A lad who sat next to me received the slipper etc continually. It had no impact at all on him, except once, when he came back from the Head's office and silent tears dripped onto his exercise book. I held his hand quietly under the desk but didn't say anything.

The things he was slippered for would today be properly recognised as special needs - he was definitely dyslexic - very very very bright (much more than me and I was pretty sharp), but unable to communicate his brilliance on paper. He also had huge concentration problems. Despite him being in the top stream with me, the work was largely too easy for him and he was bored out of his brain.

A few months ago, I heard from another friend who was at school with us, that he now works for IBM in the States - very senior role in their develoment team. He will have done all this off his own back. No help, support or encouragement from the education system whatsoever.

joash Fri 15-Apr-05 11:32:50

Gobbledigook - thats what I wonder. Why have todays children (and many of their parents) got no respect for authority?

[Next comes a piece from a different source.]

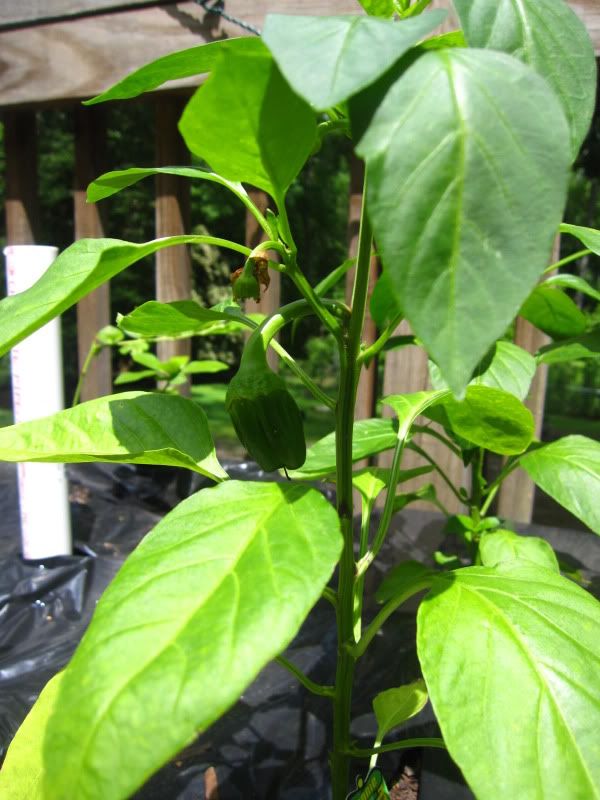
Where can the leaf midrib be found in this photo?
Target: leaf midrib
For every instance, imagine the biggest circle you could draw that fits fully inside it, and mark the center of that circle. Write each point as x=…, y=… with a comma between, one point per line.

dinosaur Fri 15-Apr-05 11:33:50

Yes I bloody did feel terrorised. I used to pray each night that I would wake up next morning with some illness that would be sufficiently bad to keep me off school (not surprisingly, I did suffer from recurrent bouts of tonsillitis from the age of 7 to 10).

PuffTheMagicDragon Fri 15-Apr-05 11:35:47


I know my Mum felt terrorised. School was a really traumatic experience for her.

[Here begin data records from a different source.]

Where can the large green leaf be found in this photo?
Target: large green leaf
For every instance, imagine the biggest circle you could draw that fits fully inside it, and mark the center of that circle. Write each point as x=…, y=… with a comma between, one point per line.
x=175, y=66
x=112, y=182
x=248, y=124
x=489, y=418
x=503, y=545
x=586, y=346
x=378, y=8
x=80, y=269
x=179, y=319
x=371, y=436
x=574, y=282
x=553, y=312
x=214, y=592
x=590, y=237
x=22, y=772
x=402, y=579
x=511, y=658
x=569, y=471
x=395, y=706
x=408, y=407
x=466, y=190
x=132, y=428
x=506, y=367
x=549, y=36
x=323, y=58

wild Fri 15-Apr-05 11:36:25

Yes, definitely
I don't have a problem with it as long as the key word is 'threat' and actual use is exceptional. I suffered more from sadistic teachers' use of ridicule, sarcasm etc than a rap on the knuckles
Nowadays, apart from not being allowed to cane children, teachers are not supposed to hug them
I think this is going too far

JoolsToo Fri 15-Apr-05 11:39:45

I do think its completely inappropriate and wrong for corporal punishment to be used for poor work or bad marks!

At our primary when it was used it was for bad behaviour

tabitha Fri 15-Apr-05 11:39:52

No, it didn't make me behave better, it just made me lose respect for the teachers who did it. The teachers I did respect were the ones who could control a class without having to resort to physically beating them.

happymerryberries Fri 15-Apr-05 11:40:36

I think that in general behaviour was better when there was corporal punishment but I do not think that it was the threat of CP that kept people reasonably in line. I think that parents, in general, saw to it that their children went to school knowing, roughly, how to behave.

I do know that the behaviour I see in school was the exception when I was in school in the 70s, due to better parental dicepine and the fact that violent offenders were excluded.

JoolsToo Fri 15-Apr-05 11:42:15

good point hmb - the thought of my parents being informed of any misdoings on my part was one reason I was reasonably well behaved - although I had my moments

Potty1 Fri 15-Apr-05 11:50:57

I didn't feel terrorised....but I was a goody two shoes too.

The threat or fear is something that has disappeared and I think with it has gone respect for authority. After all what prevents us as adults from breaking the law? --- The fear of the consequences. In schools the children have no fear of the consequences of their actions. They are not afraid of what will happen if they misbehave, disrupt the class, attack another child or member of staff.

I'm not an advocate of corporal punishment at school BTW but know from my own children's experiences that something needs to change.

joash Fri 15-Apr-05 12:04:40

I agree potty. But what can be changed when it's possible to see parents behaving violently or aggressivly towards teachers - often in front of their children.

Potty1 Fri 15-Apr-05 13:24:00

I know joash - you learn what you live Ds2 had a tooth knocked out by one such child and the father has somewhat of a reputation for violence.